Il clima di paura e sospetto: una scelta stilistica
Sollima sceglie di non proporre un nuovo colpevole, ma di raccontare il clima di paura e sospetto che attraversò l’Italia di quegli anni. La storia si sviluppa attorno a Silvia Della Monica (interpretata da Liliana Bottone), il magistrato che seguì in prima persona le indagini: unica donna in una squadra di soli uomini, la sua figura diventa simbolo di un lento, ma necessario, cambiamento sociale.
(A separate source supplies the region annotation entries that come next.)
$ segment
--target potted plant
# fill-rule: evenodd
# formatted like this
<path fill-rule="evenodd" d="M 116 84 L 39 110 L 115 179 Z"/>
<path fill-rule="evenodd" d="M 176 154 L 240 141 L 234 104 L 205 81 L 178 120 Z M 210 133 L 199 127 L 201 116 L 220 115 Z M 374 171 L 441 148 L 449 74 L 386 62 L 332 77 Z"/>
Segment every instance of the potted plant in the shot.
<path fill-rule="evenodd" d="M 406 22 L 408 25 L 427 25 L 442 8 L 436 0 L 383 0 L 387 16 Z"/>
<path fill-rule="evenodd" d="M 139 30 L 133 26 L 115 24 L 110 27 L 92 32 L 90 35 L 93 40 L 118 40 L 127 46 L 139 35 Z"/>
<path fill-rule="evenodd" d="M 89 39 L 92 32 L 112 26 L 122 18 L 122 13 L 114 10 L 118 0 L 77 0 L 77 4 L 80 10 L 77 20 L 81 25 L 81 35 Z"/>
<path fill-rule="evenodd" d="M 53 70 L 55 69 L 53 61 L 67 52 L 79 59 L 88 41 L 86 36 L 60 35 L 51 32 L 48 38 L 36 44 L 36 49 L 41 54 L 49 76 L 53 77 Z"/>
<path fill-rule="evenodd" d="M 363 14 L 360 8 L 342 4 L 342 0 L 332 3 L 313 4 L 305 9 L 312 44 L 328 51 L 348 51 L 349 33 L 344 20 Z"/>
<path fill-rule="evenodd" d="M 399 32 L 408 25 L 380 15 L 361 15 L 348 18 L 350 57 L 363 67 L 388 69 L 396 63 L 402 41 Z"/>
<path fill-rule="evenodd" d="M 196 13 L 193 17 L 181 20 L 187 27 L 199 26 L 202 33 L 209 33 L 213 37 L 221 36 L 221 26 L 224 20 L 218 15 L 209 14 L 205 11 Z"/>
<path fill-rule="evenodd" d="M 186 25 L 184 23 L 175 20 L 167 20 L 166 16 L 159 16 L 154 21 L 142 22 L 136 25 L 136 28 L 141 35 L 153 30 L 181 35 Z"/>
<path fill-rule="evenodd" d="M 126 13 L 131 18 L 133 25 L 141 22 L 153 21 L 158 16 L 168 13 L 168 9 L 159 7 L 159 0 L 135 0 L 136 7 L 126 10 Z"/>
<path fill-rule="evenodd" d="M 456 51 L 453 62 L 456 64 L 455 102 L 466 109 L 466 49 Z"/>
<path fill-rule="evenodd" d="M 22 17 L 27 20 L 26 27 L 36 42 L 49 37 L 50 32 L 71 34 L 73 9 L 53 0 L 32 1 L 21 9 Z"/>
La regia di Sollima costruisce un’atmosfera tesa, opaca e inquieta, dove la linea che separa vittime e carnefici si fa sempre più sottile. Tuttavia, la durata limitata della serie riduce la possibilità di approfondire le molte sfumature del caso, lasciando più di un aspetto appena accennato — o completamente in ombra.

Un mistero senza fine
Il debutto della serie coincide simbolicamente con il decimo anniversario dell’arrivo di Netflix in Italia, e si presenta come un vero evento per appassionati di true crime, thriller psicologici e storie vere che sfidano la memoria collettiva. Come tutti sanno, purtroppo, stiamo parlando di una storia vera: l’incubo che ha segnato l’Italia tra il 1968 e il 1985: otto duplici omicidi, sempre ai danni di giovani coppie appartate nelle campagne attorno a Firenze, tutti compiuti con una Beretta calibro 22. Un serial killer dunque, Un’indagine lunga decenni, piena di depistaggi, colpevoli designati e presunti mostri.